Data curators have a key role in ensuring that data remain understandable and usable in the future. In the absence of a previous data management plan, they are expected to add the necessary metadata to datasets that have none, or almost none, contextualization or description.
The main activities endorsed to data curators are related to the data that are going to be published (or they are already published) in data repositories:
- Promotion of best practices throughout the research process
- Helping researchers to decide how to publish data at the end of projects
- Definition of the required quality control steps to integrate data in a repository
- Creation and managing of metadata necessary to describe data
- Making data visible and available to defined target audiences
- Assuring that the access to data complies to the licenses chosen by the authors
- Giving advice on data that have a long-term value
- Definition and implementation of rules and procedures to guarentee the long term preservation of data
- Dissemination of successful stories to encourage the practice of sharing data
Which metadata standards can I recommend to researchers?
There are many metadata standards available to promote data discovery, preservation and reuse. Metadata standards can either be generic or developed within a specific community in mind.
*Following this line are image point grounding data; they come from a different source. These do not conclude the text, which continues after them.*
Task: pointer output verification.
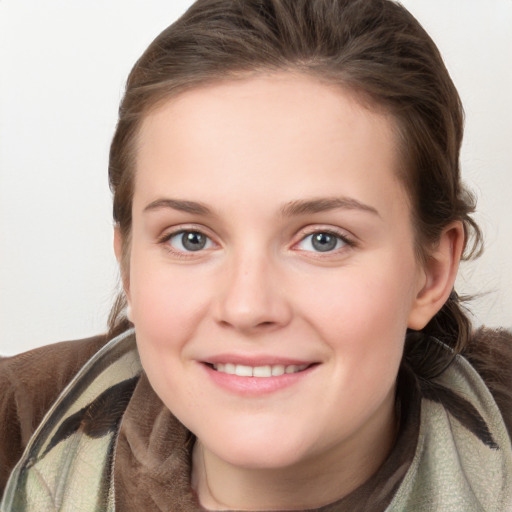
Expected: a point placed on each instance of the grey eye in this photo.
(190, 241)
(321, 242)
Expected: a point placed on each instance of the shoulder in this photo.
(29, 384)
(490, 352)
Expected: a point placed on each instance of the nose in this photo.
(253, 297)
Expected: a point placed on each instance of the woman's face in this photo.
(272, 271)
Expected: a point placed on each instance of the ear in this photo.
(439, 273)
(118, 250)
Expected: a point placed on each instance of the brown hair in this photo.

The following are some of the metadata standards that data curators may recommend for data description:
CERIF
– Common European Research Information Format – This standard is a EU recommendation to its member states for recording research activity related information. It is developed and mantained by EuroCRIS
Darwin Core
– A body of standards, that include a glossary of terms, that targets data sharing in the biological diversity domain.
DDI Data Documentation Initiative
– A widely used standard for describing data from the social, behavioural and economic sciences.
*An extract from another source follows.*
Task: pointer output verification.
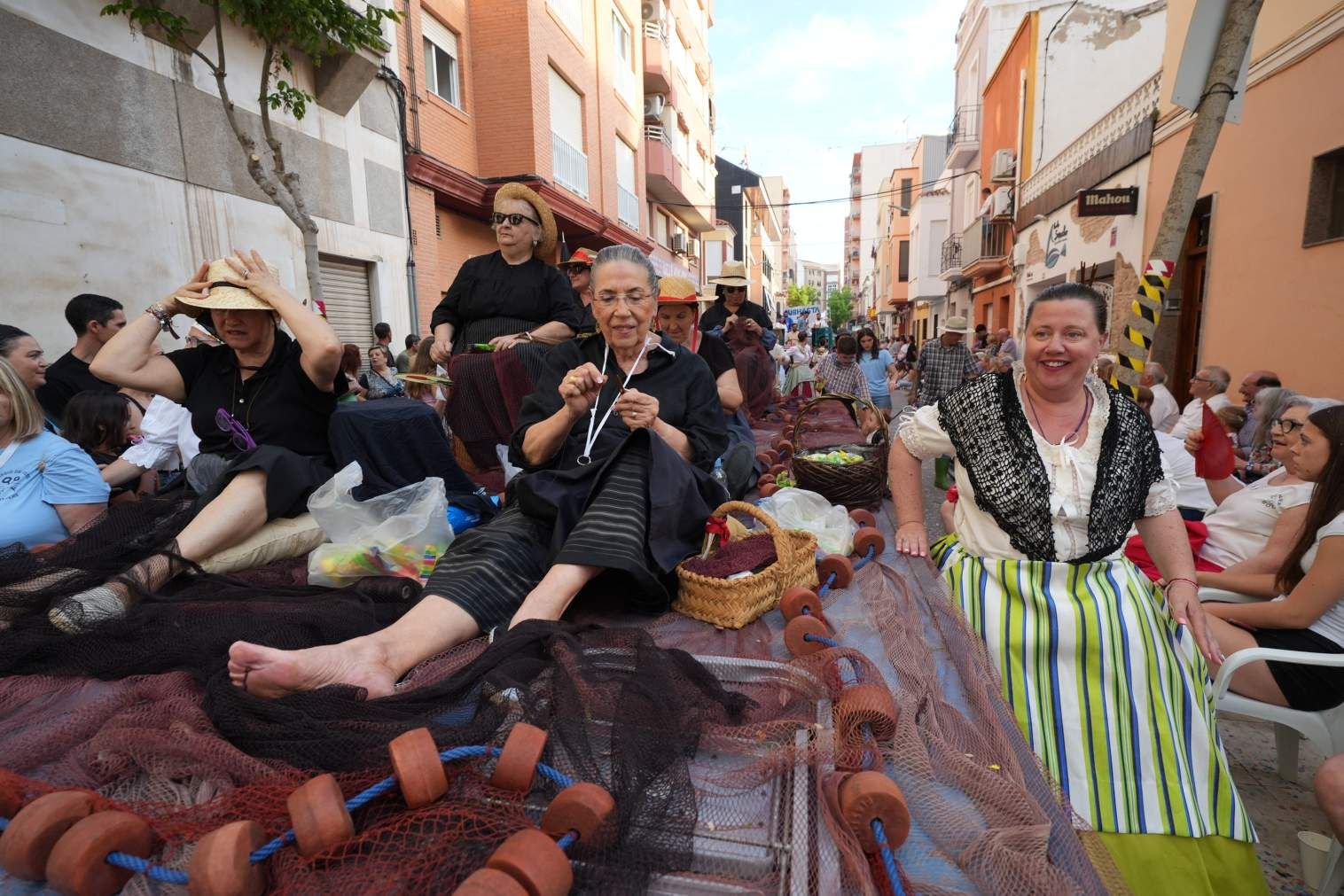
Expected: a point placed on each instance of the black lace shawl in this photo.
(994, 440)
DIF Directory Interchange Format
– An initiative from Earth sciences community for the description of scientific data, with elements that represent the instruments used to capture data, temporal and spatial data, and projects.
Dublin Core
– One of the best known and widely used domain-agnostic metadata standards.
Ecological Metadata Language
– Standard developed for and by the ecology discipline. The Global Biodiversity Information Facility (GBIF) metadata application profile is primarily based on the EML.
ISO 19115
– An internationally-adopted schema for describing geographic information and services. Its core elements provide information about the identification, extent, quality, temporal and spatial references. The EU INSPIRE metadata recommendations are based ISO 19115.
PREMIS Data Dictionary for Preservation Metadata
– International standard to support the preservation of digital objects and ensure their long-term usability.